Next week the Holy Father will be visiting Cuba and the United States for the first time. What a terrific opportunity for the church and the United States to be able to host this great leader who will be addressing a joint session of Congress and meeting with the president of the United States and other dignitaries. He will also be meeting with prisoners and others on the margins of our society and visit the 9/11 memorial at the World Trade Center.
The main purpose for his trip is the World Meeting of Families, which is hosted by the Archdiocese of Philadelphia and my dear friend and fellow Kansan, Archbishop Charles Chaput. (He and I attended the same seminary high school in Victoria, Kan.)
From the Diocese of Green Bay, 100 pilgrims will be traveling to the World Meeting of the Families and I am really looking forward to accompanying them for most of this trip.
This pope is mightily pushing us as a church — as bishops and priests, as lay leaders and the whole family of the church — to reach out to a world which has become increasingly busy and distracted from keeping centered on the things that really matter in life: the love of God and the love of others, especially the marginalized and the poor.

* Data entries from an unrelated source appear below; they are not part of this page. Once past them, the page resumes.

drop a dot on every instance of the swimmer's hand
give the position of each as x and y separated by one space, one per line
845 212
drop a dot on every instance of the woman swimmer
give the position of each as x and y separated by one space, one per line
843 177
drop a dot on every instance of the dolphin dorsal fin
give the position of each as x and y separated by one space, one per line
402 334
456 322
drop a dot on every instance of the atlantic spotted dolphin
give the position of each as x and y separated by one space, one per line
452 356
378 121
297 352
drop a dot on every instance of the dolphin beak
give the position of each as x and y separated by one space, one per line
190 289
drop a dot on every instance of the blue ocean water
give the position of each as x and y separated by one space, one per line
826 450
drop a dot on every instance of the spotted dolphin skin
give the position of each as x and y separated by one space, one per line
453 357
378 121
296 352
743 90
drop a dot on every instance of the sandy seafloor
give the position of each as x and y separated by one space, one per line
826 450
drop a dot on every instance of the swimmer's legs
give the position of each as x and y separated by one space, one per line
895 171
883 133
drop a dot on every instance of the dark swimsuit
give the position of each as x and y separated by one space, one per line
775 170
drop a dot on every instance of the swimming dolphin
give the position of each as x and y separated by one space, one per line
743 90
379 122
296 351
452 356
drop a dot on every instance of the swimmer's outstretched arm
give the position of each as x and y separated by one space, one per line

His visit to this country will both encourage and challenge us to live the Gospel of Jesus, the Gospel of Life and the family, while reaching beyond our own comfort zones. I have been able to be in his presence and to meet him for about 15 seconds in June 2014, but pastoral love pours from his heart to the people.
I remember when Pope John Paul II visited Denver in 1993. Several priests, Bishop Arthur Tafoya and I took around 400 young people from the Diocese of Pueblo to World Youth Day in Denver. His visit transformed the whole State of Colorado and the surrounding region. As the Archbishop of Denver at the time, Cardinal James Stafford, said: “Wherever the shadow of Peter falls, great graces and challenges (crosses) follow.” The pope’s visit to the Northeast will bring great blessings and challenges.